Her husband, Jonah Deocampo—a.k.a. rapper Bambu—had just finished putting their daughter on a bike and saw snakeskin lying on the ground. He pointed it out to De Leon, who felt like the remains meant something but wasn’t sure what. Now, after over a year-long process of shedding her own skin, the Filipina American MC takes fans on a retrospective journey of resilience through her first book, Snakeskin.
The 216-page book of personal essays, currently only available for purchase to her supporters on Patreon, documents De Leon’s growth as the fierce MC most fans recognize as Rocky Rivera.

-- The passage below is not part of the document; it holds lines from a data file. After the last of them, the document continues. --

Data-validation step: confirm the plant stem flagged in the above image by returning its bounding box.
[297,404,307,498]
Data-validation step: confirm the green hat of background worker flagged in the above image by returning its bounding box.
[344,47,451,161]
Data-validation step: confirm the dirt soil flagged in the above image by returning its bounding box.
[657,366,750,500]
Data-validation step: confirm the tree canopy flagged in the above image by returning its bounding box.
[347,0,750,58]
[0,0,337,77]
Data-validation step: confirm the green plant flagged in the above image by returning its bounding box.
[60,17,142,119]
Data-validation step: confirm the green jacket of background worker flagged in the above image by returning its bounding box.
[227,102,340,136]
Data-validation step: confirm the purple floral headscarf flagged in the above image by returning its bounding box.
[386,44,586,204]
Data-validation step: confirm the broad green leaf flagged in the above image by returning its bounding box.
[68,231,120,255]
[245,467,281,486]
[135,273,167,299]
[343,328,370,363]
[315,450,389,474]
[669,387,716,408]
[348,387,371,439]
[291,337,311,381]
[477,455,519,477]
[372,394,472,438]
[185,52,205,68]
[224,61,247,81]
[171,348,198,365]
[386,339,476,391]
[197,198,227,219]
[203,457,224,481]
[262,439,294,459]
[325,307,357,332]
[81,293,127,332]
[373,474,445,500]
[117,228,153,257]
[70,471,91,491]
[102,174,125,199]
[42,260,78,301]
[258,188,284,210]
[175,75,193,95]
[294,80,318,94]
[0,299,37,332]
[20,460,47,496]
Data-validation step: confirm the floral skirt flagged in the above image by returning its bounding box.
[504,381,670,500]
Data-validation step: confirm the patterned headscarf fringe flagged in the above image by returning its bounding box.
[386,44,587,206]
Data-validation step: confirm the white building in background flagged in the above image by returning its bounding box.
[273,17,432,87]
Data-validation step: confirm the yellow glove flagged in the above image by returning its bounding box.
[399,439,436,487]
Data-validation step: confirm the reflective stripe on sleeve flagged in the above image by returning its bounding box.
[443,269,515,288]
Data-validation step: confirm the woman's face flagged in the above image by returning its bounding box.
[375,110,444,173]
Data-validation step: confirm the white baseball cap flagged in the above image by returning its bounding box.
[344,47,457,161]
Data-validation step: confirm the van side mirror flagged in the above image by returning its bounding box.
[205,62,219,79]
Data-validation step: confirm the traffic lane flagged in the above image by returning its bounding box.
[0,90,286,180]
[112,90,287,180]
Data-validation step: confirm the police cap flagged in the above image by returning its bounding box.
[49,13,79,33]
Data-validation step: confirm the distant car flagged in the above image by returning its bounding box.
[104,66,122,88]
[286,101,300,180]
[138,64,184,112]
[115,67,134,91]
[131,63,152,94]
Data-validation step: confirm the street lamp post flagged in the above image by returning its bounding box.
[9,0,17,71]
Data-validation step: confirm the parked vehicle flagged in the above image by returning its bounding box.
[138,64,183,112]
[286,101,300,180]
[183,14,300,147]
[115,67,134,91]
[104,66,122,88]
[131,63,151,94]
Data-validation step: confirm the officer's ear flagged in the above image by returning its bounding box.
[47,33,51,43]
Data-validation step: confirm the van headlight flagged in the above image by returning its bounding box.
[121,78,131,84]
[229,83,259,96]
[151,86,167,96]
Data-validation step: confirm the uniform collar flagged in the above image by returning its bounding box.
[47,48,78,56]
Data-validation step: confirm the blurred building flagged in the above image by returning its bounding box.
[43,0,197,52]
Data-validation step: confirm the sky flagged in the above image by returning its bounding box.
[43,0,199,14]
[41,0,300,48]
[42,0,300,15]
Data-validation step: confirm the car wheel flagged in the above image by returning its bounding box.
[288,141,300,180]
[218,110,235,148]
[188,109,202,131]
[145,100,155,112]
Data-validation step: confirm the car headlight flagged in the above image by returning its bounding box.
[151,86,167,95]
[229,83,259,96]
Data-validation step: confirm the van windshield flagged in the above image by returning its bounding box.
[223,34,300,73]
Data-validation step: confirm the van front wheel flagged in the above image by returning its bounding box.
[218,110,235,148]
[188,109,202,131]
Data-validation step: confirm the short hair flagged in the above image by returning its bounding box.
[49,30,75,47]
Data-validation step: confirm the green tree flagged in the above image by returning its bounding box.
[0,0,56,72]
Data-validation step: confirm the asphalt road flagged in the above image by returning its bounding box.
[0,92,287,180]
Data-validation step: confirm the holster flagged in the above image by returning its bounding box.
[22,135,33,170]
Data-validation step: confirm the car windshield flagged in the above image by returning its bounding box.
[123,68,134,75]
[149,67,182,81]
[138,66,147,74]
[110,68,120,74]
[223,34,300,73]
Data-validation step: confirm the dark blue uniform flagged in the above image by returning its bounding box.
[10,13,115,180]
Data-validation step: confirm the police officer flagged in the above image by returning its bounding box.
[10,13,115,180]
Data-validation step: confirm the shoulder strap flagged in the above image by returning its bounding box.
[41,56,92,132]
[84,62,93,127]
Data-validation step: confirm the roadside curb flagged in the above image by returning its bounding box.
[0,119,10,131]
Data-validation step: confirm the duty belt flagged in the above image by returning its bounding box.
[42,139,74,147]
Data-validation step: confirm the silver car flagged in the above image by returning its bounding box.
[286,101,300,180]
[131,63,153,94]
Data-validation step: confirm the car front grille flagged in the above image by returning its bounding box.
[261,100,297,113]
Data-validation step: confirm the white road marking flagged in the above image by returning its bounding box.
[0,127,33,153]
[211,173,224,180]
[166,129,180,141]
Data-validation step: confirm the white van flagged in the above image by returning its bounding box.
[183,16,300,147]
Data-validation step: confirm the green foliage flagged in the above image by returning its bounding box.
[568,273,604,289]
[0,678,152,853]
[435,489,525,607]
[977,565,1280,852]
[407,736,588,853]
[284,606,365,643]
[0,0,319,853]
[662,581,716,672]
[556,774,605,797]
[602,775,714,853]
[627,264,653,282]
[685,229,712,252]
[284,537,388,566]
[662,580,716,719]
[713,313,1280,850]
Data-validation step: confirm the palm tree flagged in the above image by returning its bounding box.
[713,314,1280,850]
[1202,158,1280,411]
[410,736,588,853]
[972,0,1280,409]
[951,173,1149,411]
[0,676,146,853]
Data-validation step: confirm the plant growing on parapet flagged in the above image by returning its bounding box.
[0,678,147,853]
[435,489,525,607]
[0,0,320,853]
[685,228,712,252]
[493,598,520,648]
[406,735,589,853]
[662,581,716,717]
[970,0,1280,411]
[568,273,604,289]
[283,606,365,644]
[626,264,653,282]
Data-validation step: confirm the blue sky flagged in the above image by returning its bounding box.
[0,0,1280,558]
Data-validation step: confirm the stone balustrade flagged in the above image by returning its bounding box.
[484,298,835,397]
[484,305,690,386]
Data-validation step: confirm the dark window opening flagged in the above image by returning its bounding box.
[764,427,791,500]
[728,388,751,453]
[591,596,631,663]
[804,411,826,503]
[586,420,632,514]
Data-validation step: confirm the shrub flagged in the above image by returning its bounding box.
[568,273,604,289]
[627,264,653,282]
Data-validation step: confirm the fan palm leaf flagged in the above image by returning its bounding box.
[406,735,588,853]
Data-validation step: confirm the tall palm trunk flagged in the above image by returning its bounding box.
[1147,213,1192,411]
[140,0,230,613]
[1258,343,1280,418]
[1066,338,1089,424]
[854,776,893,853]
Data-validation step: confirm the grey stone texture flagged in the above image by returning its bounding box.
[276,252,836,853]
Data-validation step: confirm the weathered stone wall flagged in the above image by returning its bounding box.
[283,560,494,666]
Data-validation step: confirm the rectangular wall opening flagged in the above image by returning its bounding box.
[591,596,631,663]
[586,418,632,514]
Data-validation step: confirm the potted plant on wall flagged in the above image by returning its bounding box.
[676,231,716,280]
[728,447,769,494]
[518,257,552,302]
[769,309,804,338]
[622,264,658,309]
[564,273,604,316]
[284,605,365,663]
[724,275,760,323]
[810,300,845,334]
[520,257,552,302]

She came up with the concept years ago—originally as a celebration of her tenth year as an independent artist. Through writing, she realized that it’s okay to outgrow older versions of yourself yet still be rooted in who you are—no b.s.—at your core.
Before the birth of Rocky, De Leon was the editor-in-chief of Ruckus Magazine and a music journalist with bylines in Rolling Stone, XXL and The Source, interviewing top-shelf names like Wu Tang Clan, E-40 and Cassie. In 2018, she dropped her third album, Rocky’s Revenge, an 11-track tape with bass-heavy slaps that shed light on social inequities and give off Bay Area energy. Beyond her lyricism, she’s involved in community work as a youth educator and community organizer in Oakland.